If we are serious about developing a regional policy, we have to help the most peripheral regions to develop industries and jobs in the sectors in which they have a comparative advantage. The irony is that places such as Cornwall have EU grants to help develop businesses in the areas where we have strengths, which include food processing, farming, and green energy. The regional growth fund has a similar purpose. We are undermining those efforts by having a regressive tax through high fuel duties. The impact is to compound the single most important disadvantage that the regions have, which is their distance from the market. As I say, that is particularly noticeable in Cornwall. Our climate gives us a comparative advantage; we grow potatoes early, and can grow cauliflowers in winter—bulky commodities that cost a lot to transport. Of course, with our marine resources, we have fishing, too.
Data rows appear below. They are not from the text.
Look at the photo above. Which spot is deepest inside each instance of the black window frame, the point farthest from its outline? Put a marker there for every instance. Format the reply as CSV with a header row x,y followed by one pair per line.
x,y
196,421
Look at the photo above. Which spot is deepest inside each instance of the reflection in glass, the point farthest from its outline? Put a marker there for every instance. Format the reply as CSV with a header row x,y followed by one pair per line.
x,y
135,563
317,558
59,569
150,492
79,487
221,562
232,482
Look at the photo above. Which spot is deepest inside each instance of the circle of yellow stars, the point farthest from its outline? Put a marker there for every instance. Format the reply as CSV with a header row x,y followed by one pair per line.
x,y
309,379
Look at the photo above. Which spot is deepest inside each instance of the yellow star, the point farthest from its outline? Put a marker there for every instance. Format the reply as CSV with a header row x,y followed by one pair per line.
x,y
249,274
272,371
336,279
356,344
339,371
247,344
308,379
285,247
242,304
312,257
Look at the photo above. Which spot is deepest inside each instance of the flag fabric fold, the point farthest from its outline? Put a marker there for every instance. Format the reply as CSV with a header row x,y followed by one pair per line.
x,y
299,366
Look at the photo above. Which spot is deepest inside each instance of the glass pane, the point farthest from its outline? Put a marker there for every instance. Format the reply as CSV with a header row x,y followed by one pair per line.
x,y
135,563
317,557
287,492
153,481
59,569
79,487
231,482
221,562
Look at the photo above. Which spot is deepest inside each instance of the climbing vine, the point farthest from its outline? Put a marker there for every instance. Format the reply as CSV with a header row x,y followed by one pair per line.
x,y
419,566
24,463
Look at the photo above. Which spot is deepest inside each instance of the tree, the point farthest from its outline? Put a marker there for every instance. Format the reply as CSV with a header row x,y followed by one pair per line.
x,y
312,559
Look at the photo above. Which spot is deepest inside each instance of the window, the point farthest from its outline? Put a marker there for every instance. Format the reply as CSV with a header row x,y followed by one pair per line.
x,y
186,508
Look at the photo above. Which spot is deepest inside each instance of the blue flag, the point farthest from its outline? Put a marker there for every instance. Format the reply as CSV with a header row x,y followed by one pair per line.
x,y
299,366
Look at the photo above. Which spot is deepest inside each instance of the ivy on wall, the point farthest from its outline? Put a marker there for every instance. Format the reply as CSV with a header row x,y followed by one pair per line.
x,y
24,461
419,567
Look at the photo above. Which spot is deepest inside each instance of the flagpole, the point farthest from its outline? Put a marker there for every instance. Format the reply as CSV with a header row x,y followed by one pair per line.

I want to finish with a suggestion on how we might go forward. Alongside the rural rebate, which is due to be piloted, we should consider, perhaps as a strand of regional policy, some kind of rebate for businesses in peripheral regions such as Cornwall. It should not be beyond the wit of man to devise such a scheme. To be eligible, a business would have to be located in a county such as Cornwall. The rebate would be available only on fuel supplies delivered to an address in the area. As for how we would give the rebate, we have heard that most businesses that run a transport fleet would be VAT-registered, so it would be possible to have some kind of fuel duty rebate that runs alongside the VAT return. I know that none of these things is easy; it would take some work to develop the detail of such a policy, but it would be an interesting idea to look at. It could be a very powerful regional policy. In the meantime, I commend the motion to the House, because it is important that there be cross-party consensus on how to deal with the issue.